Reading Time: 3 minutes 阅读时间3分钟
Installation of Airflow (安装Airflow)
The more preferable approach to installing Apache-Airflow is to install it in a virtual environment. Airflow requires the latest version of PYTHON and PIP (package installer for python).
安装Apache-Airflow的更可取的方法是将其安装在虚拟环境中。Airflow需要最新版本的 PYTHON 和 PIP(用于Python的软件包安装程序)。
Below are the steps to install it on your system
#To set up a virtual environment for Apache Airflow :
$ virtualenv apache_airflow
To activate the virtual environment navigate to the “bin” folder inside the apache_airflow folder and activate it using the following command :
cd apache_airflow/bin
source activate
Next, we have to set the airflow home path :
export AIRFLOW_HOME=~/airflow
To install apache-airflow:
pip install apache-airflow
For Airflow to function properly we need to initialize a database:
airflow db init
The last step is to start the webserver for airflow:
最后一步是启动 Web 服务器以获取Airflow:
airflow webserver -p 8081
To verify if Airflow is successfully installed, access the localhost using the port number :
Creating a User in Apache Airflow
在Apache airflow中创建用户
To sign in to the Airflow dashboard we need to create a User. Go through the following steps to create a user using the Airflow command-line interface.
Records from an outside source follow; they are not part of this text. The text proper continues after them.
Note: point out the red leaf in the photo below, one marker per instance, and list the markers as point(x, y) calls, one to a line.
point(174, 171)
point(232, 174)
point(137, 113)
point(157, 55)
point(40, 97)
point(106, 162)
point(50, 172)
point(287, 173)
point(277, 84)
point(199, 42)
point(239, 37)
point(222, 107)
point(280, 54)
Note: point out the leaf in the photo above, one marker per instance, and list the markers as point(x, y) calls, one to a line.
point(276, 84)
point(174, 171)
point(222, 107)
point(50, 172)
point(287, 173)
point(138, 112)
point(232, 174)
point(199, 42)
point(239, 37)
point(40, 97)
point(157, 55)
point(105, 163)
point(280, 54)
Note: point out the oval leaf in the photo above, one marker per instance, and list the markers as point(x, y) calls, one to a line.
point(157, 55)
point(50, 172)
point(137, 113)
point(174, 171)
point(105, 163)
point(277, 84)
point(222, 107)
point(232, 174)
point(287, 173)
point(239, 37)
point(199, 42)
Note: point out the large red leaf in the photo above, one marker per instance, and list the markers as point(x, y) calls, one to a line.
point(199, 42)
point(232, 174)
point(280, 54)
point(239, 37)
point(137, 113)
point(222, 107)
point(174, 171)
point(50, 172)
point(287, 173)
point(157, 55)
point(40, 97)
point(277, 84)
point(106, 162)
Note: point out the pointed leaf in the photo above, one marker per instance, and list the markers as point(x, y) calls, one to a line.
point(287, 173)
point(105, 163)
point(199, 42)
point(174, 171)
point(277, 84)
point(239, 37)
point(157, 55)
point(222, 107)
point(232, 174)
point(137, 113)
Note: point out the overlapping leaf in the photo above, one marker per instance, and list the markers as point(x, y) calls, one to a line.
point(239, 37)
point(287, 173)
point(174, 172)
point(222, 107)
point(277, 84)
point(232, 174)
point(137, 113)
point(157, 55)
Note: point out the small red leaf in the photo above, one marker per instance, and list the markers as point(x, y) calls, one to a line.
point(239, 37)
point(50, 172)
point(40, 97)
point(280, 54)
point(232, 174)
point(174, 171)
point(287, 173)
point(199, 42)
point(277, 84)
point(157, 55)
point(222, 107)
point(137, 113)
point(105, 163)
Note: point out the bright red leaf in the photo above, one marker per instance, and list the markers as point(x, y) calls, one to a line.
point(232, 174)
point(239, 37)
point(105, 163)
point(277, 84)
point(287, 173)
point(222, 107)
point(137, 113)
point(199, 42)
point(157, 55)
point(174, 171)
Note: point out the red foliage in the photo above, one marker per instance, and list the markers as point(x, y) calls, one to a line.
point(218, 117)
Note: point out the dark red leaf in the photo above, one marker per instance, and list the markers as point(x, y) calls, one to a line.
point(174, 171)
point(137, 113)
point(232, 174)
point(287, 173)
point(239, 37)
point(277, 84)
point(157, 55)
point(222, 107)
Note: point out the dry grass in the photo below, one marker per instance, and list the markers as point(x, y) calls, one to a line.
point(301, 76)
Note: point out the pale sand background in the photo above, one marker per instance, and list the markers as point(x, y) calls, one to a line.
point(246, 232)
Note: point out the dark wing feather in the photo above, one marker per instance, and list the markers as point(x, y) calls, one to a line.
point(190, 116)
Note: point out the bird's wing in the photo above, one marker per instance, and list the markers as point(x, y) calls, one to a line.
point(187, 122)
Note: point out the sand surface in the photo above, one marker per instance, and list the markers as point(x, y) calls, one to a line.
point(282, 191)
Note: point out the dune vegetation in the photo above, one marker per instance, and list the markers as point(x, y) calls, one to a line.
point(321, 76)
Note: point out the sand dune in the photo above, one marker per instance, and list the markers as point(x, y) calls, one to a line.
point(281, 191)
要登录到“Airflow”仪表板,我们需要创建一个用户。执行以下步骤以使用 Airflow 命令行界面创建用户。
To create a USER with Admin privileges in the Airflow database :
airflow users create -e -f John -l Doe -p admin -r Admin -u admin
Now that we have created an Admin user, Login into the dashboard using the credentials. Once we successfully login to the Airflow Dashboard we see all the data pipelines we have by default.
When we login in for the first time, we get a warning on the landing page that says “The scheduler does not appear to be running“. To start the airflow scheduler execute the following command and reload the landing page :
airflow scheduler
Access Control in Airflow
When we create a user in Airflow, we also have to define what role that user will be assigned. Airflow contains a set of predefined roles by default: Admin, User, Op, Viewer, and Public. Only an Admin user has control over configuring and altering permissions for other roles.
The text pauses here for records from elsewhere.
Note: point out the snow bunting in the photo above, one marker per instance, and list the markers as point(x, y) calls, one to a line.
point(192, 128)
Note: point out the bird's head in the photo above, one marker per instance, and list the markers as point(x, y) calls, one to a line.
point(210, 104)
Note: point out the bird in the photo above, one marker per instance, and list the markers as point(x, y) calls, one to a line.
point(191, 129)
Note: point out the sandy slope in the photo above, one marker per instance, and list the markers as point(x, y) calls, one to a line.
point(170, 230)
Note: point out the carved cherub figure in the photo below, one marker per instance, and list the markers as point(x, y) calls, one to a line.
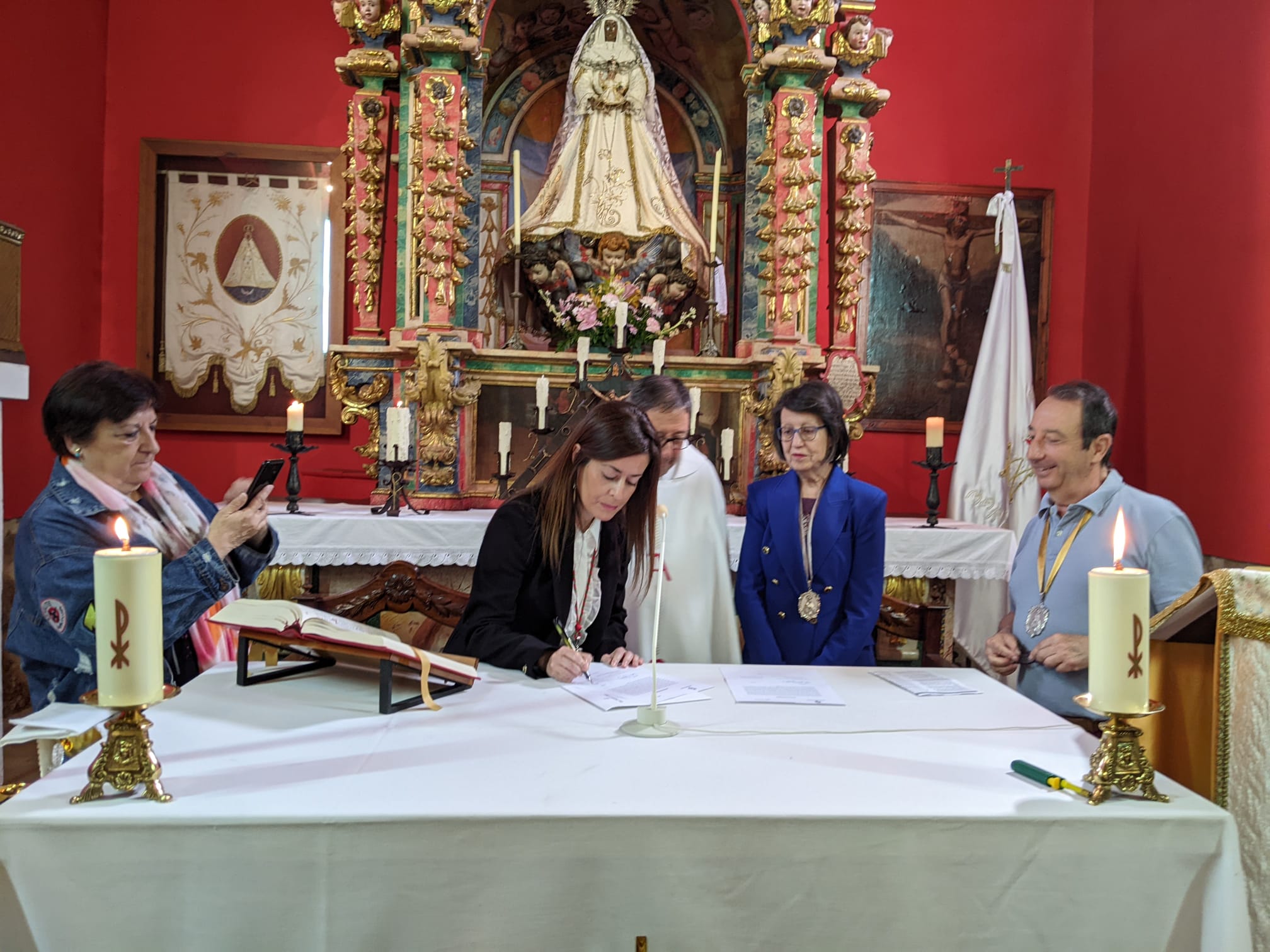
point(440, 33)
point(799, 26)
point(372, 23)
point(856, 47)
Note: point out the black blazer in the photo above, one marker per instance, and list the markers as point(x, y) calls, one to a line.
point(516, 598)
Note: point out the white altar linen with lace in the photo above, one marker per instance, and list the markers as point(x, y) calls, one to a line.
point(305, 820)
point(343, 533)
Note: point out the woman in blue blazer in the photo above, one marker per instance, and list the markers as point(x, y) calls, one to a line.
point(811, 574)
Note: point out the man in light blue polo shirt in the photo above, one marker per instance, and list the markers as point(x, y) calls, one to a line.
point(1046, 635)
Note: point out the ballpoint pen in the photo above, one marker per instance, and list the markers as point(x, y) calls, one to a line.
point(1051, 779)
point(569, 644)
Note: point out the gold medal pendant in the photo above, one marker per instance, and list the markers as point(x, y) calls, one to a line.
point(809, 606)
point(1037, 620)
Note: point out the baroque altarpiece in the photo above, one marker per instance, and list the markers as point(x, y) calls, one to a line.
point(536, 166)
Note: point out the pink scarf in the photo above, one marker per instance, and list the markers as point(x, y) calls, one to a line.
point(180, 527)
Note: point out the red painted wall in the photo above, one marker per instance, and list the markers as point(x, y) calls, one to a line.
point(52, 108)
point(1179, 238)
point(973, 84)
point(210, 71)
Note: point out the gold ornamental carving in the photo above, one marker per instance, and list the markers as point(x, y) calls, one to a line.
point(867, 400)
point(431, 386)
point(855, 178)
point(785, 373)
point(360, 402)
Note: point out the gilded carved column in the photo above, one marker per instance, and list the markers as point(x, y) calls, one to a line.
point(856, 46)
point(367, 66)
point(790, 75)
point(440, 52)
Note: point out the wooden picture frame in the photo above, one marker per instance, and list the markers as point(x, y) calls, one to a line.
point(906, 305)
point(210, 407)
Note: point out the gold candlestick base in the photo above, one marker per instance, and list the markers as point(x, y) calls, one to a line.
point(127, 756)
point(1121, 762)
当我们在Airflow中创建用户时,我们还必须定义将为该用户分配的角色。默认情况下,Airflow 包含一组预定义的角色:Admin, User, Op, Viewer, and Public。只有Admin用户才能控制配置和更改其他角色的权限。
An Admin user will have all possible permissions including granting and revoking permissions from other users.
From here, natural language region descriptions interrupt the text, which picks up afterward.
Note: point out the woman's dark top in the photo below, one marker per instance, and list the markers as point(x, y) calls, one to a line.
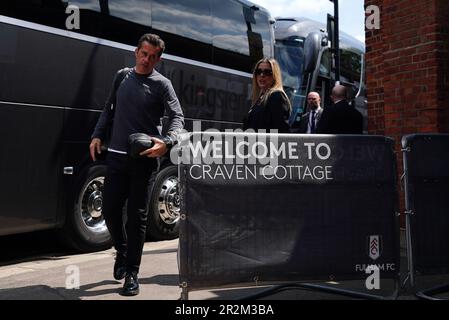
point(274, 114)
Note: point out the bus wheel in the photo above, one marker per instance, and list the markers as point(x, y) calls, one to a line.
point(163, 212)
point(85, 225)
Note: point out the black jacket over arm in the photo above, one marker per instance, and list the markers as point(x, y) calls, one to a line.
point(340, 118)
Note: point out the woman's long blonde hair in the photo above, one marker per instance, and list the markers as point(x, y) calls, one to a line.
point(277, 81)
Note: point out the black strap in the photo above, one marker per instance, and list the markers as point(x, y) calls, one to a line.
point(118, 81)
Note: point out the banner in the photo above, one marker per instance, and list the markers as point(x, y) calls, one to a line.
point(268, 207)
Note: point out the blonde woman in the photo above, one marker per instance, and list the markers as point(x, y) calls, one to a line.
point(271, 107)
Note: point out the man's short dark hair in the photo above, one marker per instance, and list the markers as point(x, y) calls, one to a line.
point(154, 40)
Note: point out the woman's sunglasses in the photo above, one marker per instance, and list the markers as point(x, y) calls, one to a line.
point(265, 72)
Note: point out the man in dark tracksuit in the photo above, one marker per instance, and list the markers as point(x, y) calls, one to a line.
point(140, 101)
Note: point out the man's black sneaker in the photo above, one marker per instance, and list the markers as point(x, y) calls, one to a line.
point(131, 286)
point(119, 266)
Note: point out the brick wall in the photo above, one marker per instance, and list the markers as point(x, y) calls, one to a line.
point(408, 69)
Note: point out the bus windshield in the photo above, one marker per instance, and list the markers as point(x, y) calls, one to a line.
point(290, 56)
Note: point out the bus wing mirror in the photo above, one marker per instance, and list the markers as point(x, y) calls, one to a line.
point(312, 47)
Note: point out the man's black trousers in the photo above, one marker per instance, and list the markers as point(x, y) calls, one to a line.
point(127, 179)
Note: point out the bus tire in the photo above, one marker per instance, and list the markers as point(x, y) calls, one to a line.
point(163, 208)
point(85, 228)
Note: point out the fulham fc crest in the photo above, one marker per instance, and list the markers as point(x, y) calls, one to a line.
point(374, 247)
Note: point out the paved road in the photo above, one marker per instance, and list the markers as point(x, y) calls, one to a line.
point(44, 274)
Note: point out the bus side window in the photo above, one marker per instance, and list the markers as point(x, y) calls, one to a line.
point(230, 39)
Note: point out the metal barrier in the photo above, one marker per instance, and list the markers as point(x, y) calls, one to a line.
point(259, 209)
point(426, 186)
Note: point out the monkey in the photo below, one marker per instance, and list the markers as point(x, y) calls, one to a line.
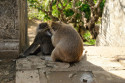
point(68, 45)
point(42, 42)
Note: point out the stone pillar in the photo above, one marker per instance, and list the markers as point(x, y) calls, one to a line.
point(13, 27)
point(112, 30)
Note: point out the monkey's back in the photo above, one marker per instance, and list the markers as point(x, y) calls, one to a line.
point(69, 43)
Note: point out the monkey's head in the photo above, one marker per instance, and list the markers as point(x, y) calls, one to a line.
point(54, 26)
point(42, 27)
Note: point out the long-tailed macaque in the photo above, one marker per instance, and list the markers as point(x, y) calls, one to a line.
point(42, 42)
point(67, 42)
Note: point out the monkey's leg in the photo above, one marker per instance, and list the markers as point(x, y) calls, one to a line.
point(38, 50)
point(27, 51)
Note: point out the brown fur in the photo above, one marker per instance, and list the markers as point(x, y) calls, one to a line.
point(67, 42)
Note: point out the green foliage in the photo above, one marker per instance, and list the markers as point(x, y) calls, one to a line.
point(38, 5)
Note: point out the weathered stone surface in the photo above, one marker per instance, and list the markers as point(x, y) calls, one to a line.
point(12, 27)
point(99, 65)
point(30, 76)
point(112, 29)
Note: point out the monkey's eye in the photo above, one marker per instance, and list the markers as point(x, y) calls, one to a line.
point(54, 28)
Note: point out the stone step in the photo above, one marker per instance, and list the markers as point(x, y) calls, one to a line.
point(99, 65)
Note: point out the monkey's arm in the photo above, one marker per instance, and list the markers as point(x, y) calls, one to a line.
point(32, 47)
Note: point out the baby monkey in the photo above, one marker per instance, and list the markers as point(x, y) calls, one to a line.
point(42, 42)
point(67, 42)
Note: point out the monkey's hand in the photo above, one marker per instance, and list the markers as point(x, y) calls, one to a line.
point(21, 56)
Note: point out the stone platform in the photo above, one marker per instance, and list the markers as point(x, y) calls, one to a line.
point(99, 65)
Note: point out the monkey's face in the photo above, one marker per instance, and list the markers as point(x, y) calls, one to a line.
point(54, 26)
point(42, 27)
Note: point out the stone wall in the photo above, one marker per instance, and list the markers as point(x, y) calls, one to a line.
point(112, 30)
point(12, 27)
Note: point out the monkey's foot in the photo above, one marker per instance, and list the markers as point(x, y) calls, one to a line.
point(21, 56)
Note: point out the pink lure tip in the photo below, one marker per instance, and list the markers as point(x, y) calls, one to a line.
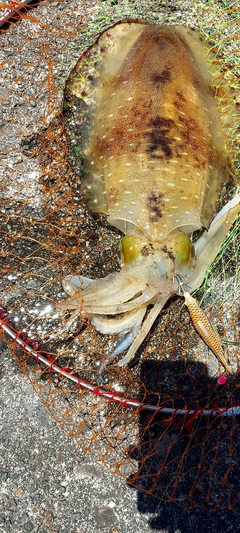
point(222, 380)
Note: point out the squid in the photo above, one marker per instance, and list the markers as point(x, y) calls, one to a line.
point(154, 161)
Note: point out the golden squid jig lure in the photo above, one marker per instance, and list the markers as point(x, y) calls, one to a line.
point(154, 160)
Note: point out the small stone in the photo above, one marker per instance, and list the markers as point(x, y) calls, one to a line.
point(104, 517)
point(28, 526)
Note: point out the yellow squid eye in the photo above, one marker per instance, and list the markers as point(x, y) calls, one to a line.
point(182, 247)
point(130, 248)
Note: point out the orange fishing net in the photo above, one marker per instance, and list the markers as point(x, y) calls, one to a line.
point(169, 422)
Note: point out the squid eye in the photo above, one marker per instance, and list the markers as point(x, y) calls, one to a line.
point(130, 248)
point(185, 251)
point(182, 247)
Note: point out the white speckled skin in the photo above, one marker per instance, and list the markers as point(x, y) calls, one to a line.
point(154, 163)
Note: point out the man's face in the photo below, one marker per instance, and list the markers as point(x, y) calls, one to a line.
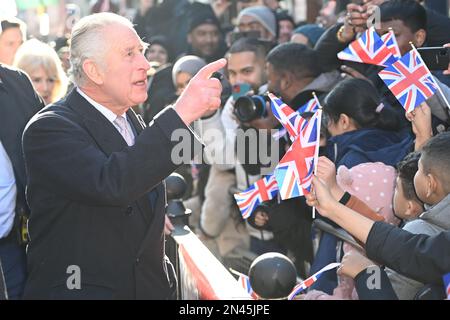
point(157, 53)
point(273, 80)
point(248, 23)
point(10, 41)
point(205, 40)
point(403, 34)
point(244, 67)
point(125, 75)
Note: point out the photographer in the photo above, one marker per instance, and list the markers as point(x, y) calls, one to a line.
point(246, 70)
point(294, 73)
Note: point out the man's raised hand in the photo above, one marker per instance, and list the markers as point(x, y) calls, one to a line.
point(202, 94)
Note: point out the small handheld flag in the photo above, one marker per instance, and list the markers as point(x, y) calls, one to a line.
point(295, 170)
point(409, 80)
point(391, 43)
point(370, 49)
point(262, 190)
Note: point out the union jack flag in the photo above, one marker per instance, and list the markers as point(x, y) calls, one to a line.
point(295, 170)
point(369, 48)
point(292, 120)
point(310, 281)
point(409, 80)
point(447, 285)
point(262, 190)
point(391, 43)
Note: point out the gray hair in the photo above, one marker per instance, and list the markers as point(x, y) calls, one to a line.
point(87, 42)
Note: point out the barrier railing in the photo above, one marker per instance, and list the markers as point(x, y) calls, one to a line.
point(200, 275)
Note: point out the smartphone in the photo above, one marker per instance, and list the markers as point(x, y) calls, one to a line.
point(436, 58)
point(240, 90)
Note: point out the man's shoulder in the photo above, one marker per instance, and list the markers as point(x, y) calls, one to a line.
point(60, 110)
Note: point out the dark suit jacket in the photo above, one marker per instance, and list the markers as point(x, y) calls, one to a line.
point(18, 103)
point(89, 198)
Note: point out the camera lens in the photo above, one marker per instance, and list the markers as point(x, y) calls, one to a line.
point(250, 108)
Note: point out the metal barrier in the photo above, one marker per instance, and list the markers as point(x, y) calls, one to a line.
point(200, 275)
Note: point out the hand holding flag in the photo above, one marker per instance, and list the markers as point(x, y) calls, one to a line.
point(370, 49)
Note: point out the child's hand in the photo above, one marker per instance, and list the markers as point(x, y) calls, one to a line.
point(321, 198)
point(420, 119)
point(326, 171)
point(261, 218)
point(353, 263)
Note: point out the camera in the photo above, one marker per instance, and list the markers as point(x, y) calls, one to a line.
point(250, 108)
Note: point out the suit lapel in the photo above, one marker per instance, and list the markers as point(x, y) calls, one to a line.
point(101, 129)
point(108, 138)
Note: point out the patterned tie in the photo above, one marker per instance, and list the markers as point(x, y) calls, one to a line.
point(121, 123)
A Public user does not have any permission.
A Viewer user has restricted viewing permission.
A User has Viewer permissions and also some extra User permission.
An Op user has User permissions and extra Op permissions.
Op 用户具有用户权限和额外的操作权限。
Basic Commands for Apache Airflow
Apache Airflow 的基本命令
List all the DAGS that airflow brings by default:
列出Airflow默认带来的所有 DAGS:
airflow dags list
Check what tasks a DAG contains:
检查 DAG 包含哪些任务:
airflow tasks list example_xcom_args
Execute a data pipeline with a defined execution date:
airflow dags trigger -e 2022-02-02 example_xcom_args
Conclusion 结论
In this blog, we saw how to properly install Airflow on your system locally using the commands line interface. We also saw how to create the first user for the Airflow instance and what roles can a User have. Lastly, we went through some basic commands of Airflow.
在这篇博客中,我们了解了如何使用命令行界面在本地系统上正确安装 Airflow。我们还看到了如何为 Airflow 实例创建第一个用户,以及用户可以拥有哪些角色。最后,我们介绍了Airflow的一些基本命令。